Oh well, Happy Chinese New Year, and here we go. I am going to update this sucker every day, or at least more than once a week. We have all sorts of new Buying Club and CSA members who I am sure will be happy to see I am typing my thoughts on food rather than cashing their checks or ordering seeds so that there is something in their baskets come June.
But here is the thought I was having about food yesterday: There are a lot of roasts in a cow. There is a lot of hamburger too (and only a teeeeeny bit of good stuff like filet and flank stead), but I can easily think of things to do with hamburger (like, say, make hamburgers). The roasts mostly need braising -- which would be fine if I didn’t live with Nick who won’t eat anything that can be described as “stew.”
So that leaves me with pot roasts that don’t fall off the bone or involve mushy potatoes or carrots (the latter, Viv’s demand).
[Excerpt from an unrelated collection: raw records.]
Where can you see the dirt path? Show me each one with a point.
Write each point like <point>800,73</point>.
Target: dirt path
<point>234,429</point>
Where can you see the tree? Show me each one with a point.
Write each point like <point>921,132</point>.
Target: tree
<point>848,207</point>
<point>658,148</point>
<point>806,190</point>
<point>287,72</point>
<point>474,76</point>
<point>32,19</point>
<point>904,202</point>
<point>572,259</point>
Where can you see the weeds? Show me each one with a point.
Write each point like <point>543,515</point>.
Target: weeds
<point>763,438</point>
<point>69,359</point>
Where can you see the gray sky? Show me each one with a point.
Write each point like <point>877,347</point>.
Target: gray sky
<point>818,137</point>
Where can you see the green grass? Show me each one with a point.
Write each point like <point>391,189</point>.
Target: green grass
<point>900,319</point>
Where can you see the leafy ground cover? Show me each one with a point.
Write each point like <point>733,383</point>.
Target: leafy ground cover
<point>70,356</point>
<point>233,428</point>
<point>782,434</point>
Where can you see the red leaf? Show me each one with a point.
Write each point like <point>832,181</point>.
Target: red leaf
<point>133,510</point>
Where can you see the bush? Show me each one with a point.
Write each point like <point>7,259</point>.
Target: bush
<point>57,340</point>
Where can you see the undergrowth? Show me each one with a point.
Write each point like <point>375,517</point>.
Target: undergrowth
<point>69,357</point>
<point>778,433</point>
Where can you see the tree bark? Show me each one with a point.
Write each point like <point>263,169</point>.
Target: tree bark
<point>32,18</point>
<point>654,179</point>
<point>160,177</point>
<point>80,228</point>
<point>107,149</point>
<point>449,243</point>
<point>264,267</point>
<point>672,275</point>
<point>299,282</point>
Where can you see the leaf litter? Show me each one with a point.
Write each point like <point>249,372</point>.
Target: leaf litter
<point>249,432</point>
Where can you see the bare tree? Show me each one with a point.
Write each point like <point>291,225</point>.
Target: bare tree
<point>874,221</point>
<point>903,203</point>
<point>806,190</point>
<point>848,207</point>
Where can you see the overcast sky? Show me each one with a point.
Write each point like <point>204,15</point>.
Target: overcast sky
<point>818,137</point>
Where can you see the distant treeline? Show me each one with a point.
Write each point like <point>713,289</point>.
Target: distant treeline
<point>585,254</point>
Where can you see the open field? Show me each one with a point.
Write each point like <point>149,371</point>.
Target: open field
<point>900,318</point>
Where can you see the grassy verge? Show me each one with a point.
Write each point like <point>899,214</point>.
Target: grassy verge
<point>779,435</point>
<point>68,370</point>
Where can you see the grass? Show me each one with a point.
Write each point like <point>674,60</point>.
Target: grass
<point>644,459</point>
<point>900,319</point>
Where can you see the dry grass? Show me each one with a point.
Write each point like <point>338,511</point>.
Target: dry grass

Last night I tried a version of this unstewy, uncarroty braised meat dish sent to me by CSA member Mike Davis. I used a top blade chuck roast, though I imagine this could work on the tougher pieces of meat (it better, because we are out of top blade and the cow we had hoped to take to the butcher this month just isn’t the right size yet). I also got to use some oranges and fresh tomatoes I picked up on the way home from Florida last week. And this was the perfect dish for my very favorite big ol’ (yes, that is the official size) cast iron pot with a lid.
Brown the roast on both sides in some olive oil in the big ol’ pot on top of the stove. Remove the meat from the pan. Add to the hot and brown crunchy oil a couple rough chopped onions, maybe 3-8 (I like 8) whole, peeled garlic cloves, and a whole cinnamon stick. Cooks those until the onions are translucent, 5-10 minutes.
Turn off the heat, add a couple of peeled and halved oranges and a large rough cut tomato. Pour 2-4 cups of homemade chicken or turkey stock (I had stock going on the stove from turkey the day before, so yay me!). Salt and pepper to taste, and braise (covered with the big ol’ lid) in a preheated 300 degree oven for 3-4 hours (Mike used 275 degrees, but I was running behind and needed it to be done more in the 3 hour range).
When it’s done braising, remove the meat and keep it warm. Throw out the cinnamon stick and as much as the orange as you can recover (mine mostly disintegrated). Puree the remaining muck and boil it down to about 2-3 cups for sauce. Mike serves it over egg noodles – I used rice. It was great.
The picture above is of the meat right before it went in the oven. There was supposed to be a fabulous “here it is done” picture but we ate it too quickly – which I guess is a good thing.